The aim of this paper is to gain deeper understanding of first year students` expectations for university teachers and to identify differences between part-time vs full-time (school leavers vs matured age) first year students. A convenience sample consisted of first year students of educational sciences (n=170) in the beginning of their studies. To identify the meaningful units emerging from the data the thematic analysis was used.

On the basis of completed studies and theoretical viewpoints used in those, three categories of expectations are designed, which are used for analyzing the empirical data of this study. Academic expectations (Smith ja Wertlieb, 2005; Lobo & Gurney, 2014; Alauddin et al., 2017) are characterized by the specialized knowledge of the lecturers, expertise in the field taught, teaching style used, general level of education, delivery of the specific specialty and the assignments given by the lecturer; social expectations (Smith & Wertlieb, 2005; Lobo & Gurney, 2014) are characterized by any kind of feedback to the studies and social network, active participation in university life and general involvement; personal expectations (Martin et al., 2013; Alauddin et al., 2017) are characterized by the perception of different attitude coming from academic staff, specific character traits of both lecturers as well as students, different study needs (differently perceived study needs, special education needs), academic performance, strivings of the student.

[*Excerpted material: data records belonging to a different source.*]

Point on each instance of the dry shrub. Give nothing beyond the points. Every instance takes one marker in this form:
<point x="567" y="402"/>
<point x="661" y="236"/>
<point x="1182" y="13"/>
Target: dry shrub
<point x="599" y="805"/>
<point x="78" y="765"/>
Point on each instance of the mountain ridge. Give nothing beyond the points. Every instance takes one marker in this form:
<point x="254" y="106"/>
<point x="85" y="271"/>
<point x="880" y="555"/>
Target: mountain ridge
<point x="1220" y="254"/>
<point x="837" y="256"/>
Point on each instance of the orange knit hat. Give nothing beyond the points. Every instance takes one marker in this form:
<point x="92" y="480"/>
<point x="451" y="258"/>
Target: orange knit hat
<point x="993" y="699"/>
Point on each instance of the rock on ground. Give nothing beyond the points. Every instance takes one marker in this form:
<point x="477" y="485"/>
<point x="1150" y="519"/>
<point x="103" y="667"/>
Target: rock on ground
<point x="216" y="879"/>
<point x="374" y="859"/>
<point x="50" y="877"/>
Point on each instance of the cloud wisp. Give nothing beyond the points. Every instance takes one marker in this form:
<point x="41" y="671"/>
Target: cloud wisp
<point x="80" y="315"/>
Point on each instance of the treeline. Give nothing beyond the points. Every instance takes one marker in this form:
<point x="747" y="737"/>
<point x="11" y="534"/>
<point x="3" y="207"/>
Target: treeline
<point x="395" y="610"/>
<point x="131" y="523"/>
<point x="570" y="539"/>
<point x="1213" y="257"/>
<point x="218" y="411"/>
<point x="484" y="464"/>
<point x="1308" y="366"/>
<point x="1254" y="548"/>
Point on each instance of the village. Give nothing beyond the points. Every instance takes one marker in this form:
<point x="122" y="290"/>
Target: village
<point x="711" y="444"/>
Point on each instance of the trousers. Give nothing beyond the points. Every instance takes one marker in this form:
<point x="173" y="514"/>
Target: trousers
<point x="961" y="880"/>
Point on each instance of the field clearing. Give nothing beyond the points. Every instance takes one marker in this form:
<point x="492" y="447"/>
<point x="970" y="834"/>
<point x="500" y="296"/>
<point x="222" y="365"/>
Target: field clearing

The findings show that in terms of academic expectation first year students expect from university teachers profound professional knowledge from the expert areas with interesting inspirational lectures and collaborative learning methods, mostly active participation and engagement. The part-time and full-time students share similar academic expectations: subject-based theoretical and practical knowledge, lecturer should be inspired by subject field and transmit the passion for it. Students are waiting interesting and inspirative lectures. Full-time students mention the importance of interesting and inclusive tasks. Social expectations are more interpersonal, students expect reasonable and rational understandings and humanness. There is distinction between social expectations of full-time and part-time students: first expect collaboration with understandable attitudes and humanness, others expect more collaboration on an equal basis. Personal expectations focus mostly on personal needs, guidance and support.
Keywords:
Academic, social and personal expectations, first year students, univeristy studies.